Your Corn Subsidies Are Making It Harder For Me To Afford My Bagels
And crop failures elsewhere and new emerging markets, but I’m still upset about that biofuel sham:
Posted: January 30th, 2008 | Filed under: Consumer Issues, Feed, Follow The MoneyPaying more for flour and wheat has forced H&H Bagels to raise prices in five-cent increments over the past year. In October, a bagel (sans butter or cream cheese) hit $1.20.
“Last year at this time, the price per bushel [of wheat] was $5.31,” said Jorge Delgado, counsel for H & H. “[This week] it was $14.22.”
David Jaffe, a sales rep from Fodera Foods in Queens, sells to roughly 70 Manhattan bagel shop and bakeries. His company may have to allocate goods based on customers’ payment history. “There is no raw material,” he said. “It’s crazy [to talk about allocations], but we’re getting there.”

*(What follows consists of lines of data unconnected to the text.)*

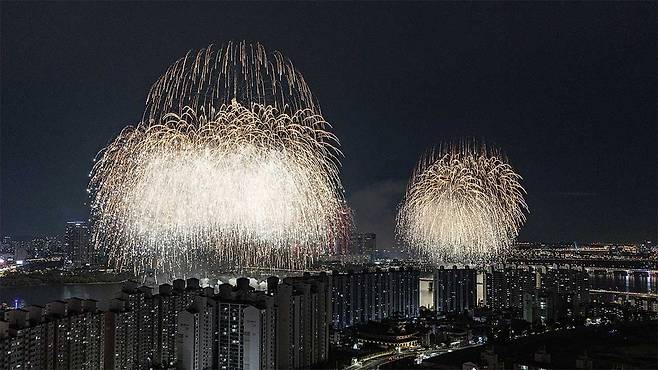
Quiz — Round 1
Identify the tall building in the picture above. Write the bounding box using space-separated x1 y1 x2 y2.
64 221 96 266
484 266 537 312
434 266 477 314
176 296 216 370
0 273 332 370
0 298 105 370
331 268 420 329
268 273 332 369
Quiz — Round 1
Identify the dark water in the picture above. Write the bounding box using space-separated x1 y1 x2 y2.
0 283 122 309
589 270 658 294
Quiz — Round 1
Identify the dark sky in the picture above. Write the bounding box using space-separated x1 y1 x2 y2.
0 2 657 244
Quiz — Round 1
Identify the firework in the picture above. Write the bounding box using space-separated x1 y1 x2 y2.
90 43 345 275
396 142 527 263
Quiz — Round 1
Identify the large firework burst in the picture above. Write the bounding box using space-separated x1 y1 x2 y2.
90 43 345 274
396 142 527 263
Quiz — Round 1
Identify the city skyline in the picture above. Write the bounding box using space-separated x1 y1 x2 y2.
0 3 656 249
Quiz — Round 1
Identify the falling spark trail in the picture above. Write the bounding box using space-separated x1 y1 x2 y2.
89 43 348 275
396 142 528 264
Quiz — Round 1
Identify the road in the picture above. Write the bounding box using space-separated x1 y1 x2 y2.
344 343 483 370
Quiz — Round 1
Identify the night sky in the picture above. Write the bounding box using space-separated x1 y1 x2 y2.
0 2 658 249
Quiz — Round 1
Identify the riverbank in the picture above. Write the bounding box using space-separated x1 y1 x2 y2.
0 270 135 288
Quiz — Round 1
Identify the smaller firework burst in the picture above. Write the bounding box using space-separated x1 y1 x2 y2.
396 142 528 264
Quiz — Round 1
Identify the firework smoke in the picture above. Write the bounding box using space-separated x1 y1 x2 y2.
396 142 527 263
90 43 345 275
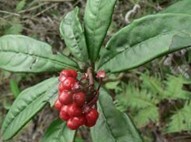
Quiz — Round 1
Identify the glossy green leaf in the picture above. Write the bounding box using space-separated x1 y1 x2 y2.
0 35 78 72
98 13 191 72
60 8 88 61
91 89 142 142
161 0 191 14
1 78 58 140
84 0 116 61
9 79 20 98
41 120 75 142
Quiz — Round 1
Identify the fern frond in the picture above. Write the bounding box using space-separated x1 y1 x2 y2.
115 84 158 110
165 104 191 133
133 105 159 128
163 75 191 100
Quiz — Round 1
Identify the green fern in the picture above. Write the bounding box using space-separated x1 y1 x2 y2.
115 74 191 132
165 104 191 133
133 105 159 128
115 85 159 127
163 75 191 100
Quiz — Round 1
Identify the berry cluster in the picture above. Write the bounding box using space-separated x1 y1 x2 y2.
54 70 99 130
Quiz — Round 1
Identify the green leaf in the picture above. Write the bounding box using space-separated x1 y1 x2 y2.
60 8 88 61
115 84 158 111
1 78 58 140
161 0 191 14
9 79 20 98
16 0 26 11
0 35 78 72
91 89 142 142
98 13 191 72
84 0 116 61
141 73 164 96
166 104 191 133
41 120 75 142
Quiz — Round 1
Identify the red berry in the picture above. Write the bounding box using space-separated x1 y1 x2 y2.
78 115 86 126
59 105 70 121
61 77 77 90
85 108 99 127
67 117 80 130
96 70 106 78
58 75 66 82
60 69 77 81
54 100 62 110
58 83 64 92
73 92 86 107
68 104 82 117
58 91 73 105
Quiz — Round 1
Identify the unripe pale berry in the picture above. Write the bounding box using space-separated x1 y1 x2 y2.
73 92 86 107
58 91 73 105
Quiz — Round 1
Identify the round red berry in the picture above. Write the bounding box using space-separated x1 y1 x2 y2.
68 104 82 117
60 69 77 78
61 77 77 90
58 91 73 105
78 115 86 126
59 105 70 121
67 117 80 130
54 100 62 110
73 92 86 107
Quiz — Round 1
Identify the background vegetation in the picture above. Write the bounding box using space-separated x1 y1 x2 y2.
0 0 191 142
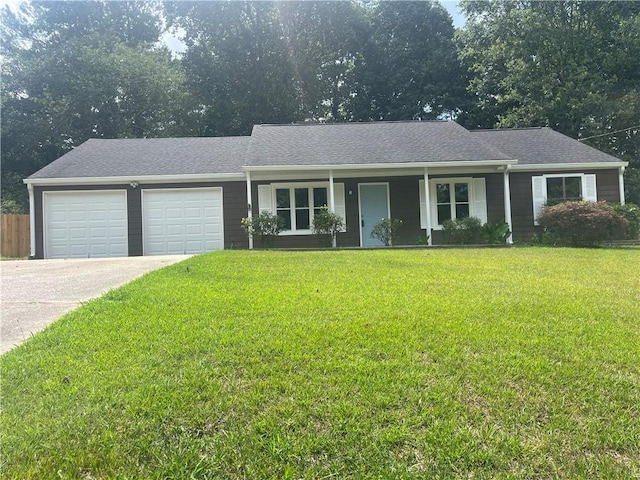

He blamed price increases on the crop failure in Australia, which forced the Asian market to buy from here, compounded by Argentina not exporting wheat. Plus, more American farmers are switching to biofuels because of ethanol subsidies.
“We’re not in a good situation,” Jaffe said. “China is becoming Westernized and they don’t want to eat rice anymore, they want wheat. Basically, the whole baking industry is under attack and the hardest hit are those who use the most flour — bagels and bread.”
Steve Ross, president of Coney Island Bialys & Bagels, who has kept prices at 70 cents for nearly a year, has seen fluctuations befire, but never a such a steady rise. “It’s always stayed around $18 to $20 a bag,” he said. Ross is now paying $35 for a 100-pound bag. He found out yesterday that’s set to jump $3.
David Wilpon, manager of Ess-a-Bagel, said prices rose 10 to 85 cents in October and they were considering another hike. At Daniel’s Bagels on Third Avenue, Arye Lewkowitz raised prices last month to 90 cents.
“It’s horrible. I don’t know what we’re going to do,” Lewkowitz said. “We’re going to have to sell a bagel for over $1.” He’s set to print new menus shortly, he said.